[libre-riscv-dev] [isa-dev] Re: FP transcendentals (trigonometry, root/exp/log) proposal

Jacob Lifshay programmerjake at gmail.com
Sat Sep 14 02:33:01 BST 2019


On Fri, Sep 13, 2019, 18:06 lkcl <luke.leighton at gmail.com> wrote:

> On Saturday, September 14, 2019 at 4:56:07 AM UTC+8, Jacob Lifshay wrote:
> > Some notes:
> >
> >
> > I think it may be worthwhile to have separate Ztrans extension names to
> indicate the levels of accuracy that are implemented, allowing a
> low-precision implementation of all instructions outside of F and D while
> having full-precision implementations of F and D for code compatibility.
>
> Hum, hum, don't know. My concern: that would be an NxM table of extension
> names. There are around 8 Ztrans ectensions, times four (so far, just found
> that OpenCL is different from Vulkan so that's 5) which would be 40
> potential different extension names, rather than N+M which would be 12-13.
>

Assuming higher-precision operations are allowed to be used to implement
lower-precision modes, we could have the higher-precision extensions just
imply the lower precision extensions.
alternatively, we could introduce the concept of extension parameters (like
C++ template parameters).

>
> Are any of the permutations "extremely unlikely to be implemented" or
> "forbiddable"?
>
not that I can recall

>
>
>
> >
> > Note that Vulkan requires full ieee754 precision for all F/D
> instructions except for fdiv and fsqrt.
>
> Started investigating, found this
>
> https://www.khronos.org/registry/OpenCL/specs/2.2/html/OpenCL_Env.html#relative-error-as-ulps
>
> which is not Vulkan it's OpenCL, which is *different* from vulkan (sigh) :)
>
> Also this:
>
> https://www.khronos.org/registry/vulkan/specs/1.0/html/vkspec.html#spirvenv-precision-operation


I think that Vulkan and OpenCL are similar enough (and usually both
implemented) that we could just merge the accuracy requirements into a
Vulkan/OpenCL (as well as OpenGL/OpenGL ES) variant, for each operation we
would just require the accuracy to meet both specs.

>
>
> >
> > fdiv and fsqrt are easy enough to implement in full precision using the
> iterative shift-add/shift-sub algorithms that take up similar space to a
> few adders and shift registers and can be shared with the integer divider
> that I think it may be better to just require full precision mode for F/D -
> there can be a separate slow iterative div/sqrt unit if faster
> low-precision fdiv/fsqrt are wanted in the main ALUs. the iterative
> div/sqrt HW would take up much less space than even a multiplier (unless
> multiplication is also iterative, in which case it can also share HW with
> the div/sqrt unit).
>
> Ok so for a hybrid design, where compliance with both IEEE754 and Vulkan
> or OpenCL is required, you are suggesting to do a pipelined (fast, large
> area) OpenCL/Vulkan ALU, with reduced accuracy, and for IEEE754 have a
> blocking Finite State Machine unit which eventually produces the correctly
> rounded answer?
>
Not quite, i'm saying that the base F/D specs should always support the
fully accurate fdiv/fsqrt (but not necessarily stuff like fsinpi and
fatanh) operations even if they're slow, suggesting a implementation
strategy that doesn't require much hardware, can be shared with the integer
divider, and works even on ultra-low-power devices that use an iterative
multiplier.
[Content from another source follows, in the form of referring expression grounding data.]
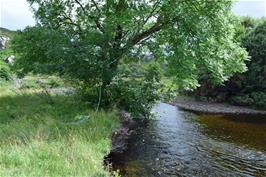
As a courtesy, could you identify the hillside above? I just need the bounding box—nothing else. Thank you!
[0,27,16,38]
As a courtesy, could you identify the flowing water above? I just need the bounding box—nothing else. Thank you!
[111,103,266,177]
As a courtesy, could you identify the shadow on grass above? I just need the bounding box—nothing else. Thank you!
[0,90,119,177]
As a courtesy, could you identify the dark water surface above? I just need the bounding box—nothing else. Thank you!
[112,103,266,177]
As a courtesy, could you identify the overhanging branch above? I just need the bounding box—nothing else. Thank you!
[130,21,163,45]
[129,15,179,46]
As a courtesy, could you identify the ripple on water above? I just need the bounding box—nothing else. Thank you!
[111,103,266,177]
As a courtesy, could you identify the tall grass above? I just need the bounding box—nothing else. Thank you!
[0,84,119,177]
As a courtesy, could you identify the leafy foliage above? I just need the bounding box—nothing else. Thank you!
[107,63,162,117]
[241,21,266,93]
[0,60,12,82]
[0,28,16,82]
[190,18,266,109]
[12,0,248,116]
[0,49,13,82]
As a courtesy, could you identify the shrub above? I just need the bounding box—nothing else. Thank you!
[230,95,253,107]
[230,92,266,109]
[250,92,266,109]
[190,18,266,110]
[0,61,12,81]
[107,63,162,118]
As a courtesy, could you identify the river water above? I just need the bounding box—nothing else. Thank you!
[111,103,266,177]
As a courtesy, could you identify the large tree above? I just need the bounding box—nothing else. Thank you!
[13,0,247,110]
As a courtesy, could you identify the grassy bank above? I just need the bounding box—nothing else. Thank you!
[0,82,119,177]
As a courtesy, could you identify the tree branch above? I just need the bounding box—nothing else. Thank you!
[61,13,82,32]
[94,19,105,33]
[92,0,101,14]
[129,15,179,46]
[143,0,162,26]
[74,0,104,33]
[74,0,86,12]
[130,21,163,45]
[91,0,105,33]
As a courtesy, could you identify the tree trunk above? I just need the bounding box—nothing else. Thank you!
[99,48,123,107]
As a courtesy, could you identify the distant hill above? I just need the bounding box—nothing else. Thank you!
[0,27,16,38]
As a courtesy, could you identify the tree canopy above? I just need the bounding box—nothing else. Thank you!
[187,17,266,109]
[12,0,248,114]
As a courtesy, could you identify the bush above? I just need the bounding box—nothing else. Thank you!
[107,63,162,118]
[250,92,266,109]
[230,92,266,109]
[0,61,12,81]
[190,18,266,110]
[230,95,253,107]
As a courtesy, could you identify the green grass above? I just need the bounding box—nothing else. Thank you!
[18,74,69,89]
[0,83,119,177]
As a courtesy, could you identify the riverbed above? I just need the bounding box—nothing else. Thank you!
[110,103,266,177]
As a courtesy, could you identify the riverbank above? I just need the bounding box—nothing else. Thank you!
[109,103,266,177]
[0,82,119,177]
[172,96,266,116]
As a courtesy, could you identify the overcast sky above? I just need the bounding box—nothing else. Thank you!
[0,0,266,30]
[233,0,266,17]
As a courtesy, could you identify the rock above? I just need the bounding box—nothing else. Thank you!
[4,55,16,64]
[47,87,76,95]
[14,78,24,88]
[0,36,9,50]
[118,111,135,127]
[109,111,135,155]
[110,127,131,154]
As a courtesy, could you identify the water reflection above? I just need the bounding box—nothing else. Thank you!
[111,103,266,177]
[197,114,266,151]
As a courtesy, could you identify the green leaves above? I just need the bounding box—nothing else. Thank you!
[189,18,266,109]
[13,0,249,115]
[107,62,162,117]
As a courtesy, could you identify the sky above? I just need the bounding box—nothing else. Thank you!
[233,0,266,17]
[0,0,266,30]
[0,0,35,30]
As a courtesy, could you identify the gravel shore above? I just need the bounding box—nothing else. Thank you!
[171,96,266,116]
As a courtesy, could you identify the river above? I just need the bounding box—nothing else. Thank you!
[111,103,266,177]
The reason being for compatibility with RVG software, though
that may not be necessary for deeply embedded systems.

>
> The logical reasoning being (recalling some discussions we had a few
> months back), that for "good" 3D you absolutely cannot have blocking
> computations which do not complete in a guaranteed timeframe.


> Whereas for standard UNIX workloads that is extremely unlikely to matter.
>
> An augmentation of this idea would be to use NR or other iterative
> algorithm as a microcode final phase based on the output from the less
> accurate pipeline.
>
> >
> > I would expect there to be a fast HW multiplier even on micropower gpus
> because a large proportion of the operations need multiplication so you
> could get a overall several hundred percent speedup over an iterative
> multiplier.
>
> Indeed.
>
> >
> >
> >
> >
> > OpenCL's accuracy requirements are similar to Vulkan's -- full precision
> for neg/abs/add/sub/mul/muladd and reduced requirements for everything else.
>
> Looks like a table is needed on the fpacc page. And OpenCL added as its
> own fpacc table entry.
>
I think OpenCL and Vulkan should share accuracy requirements -- see above.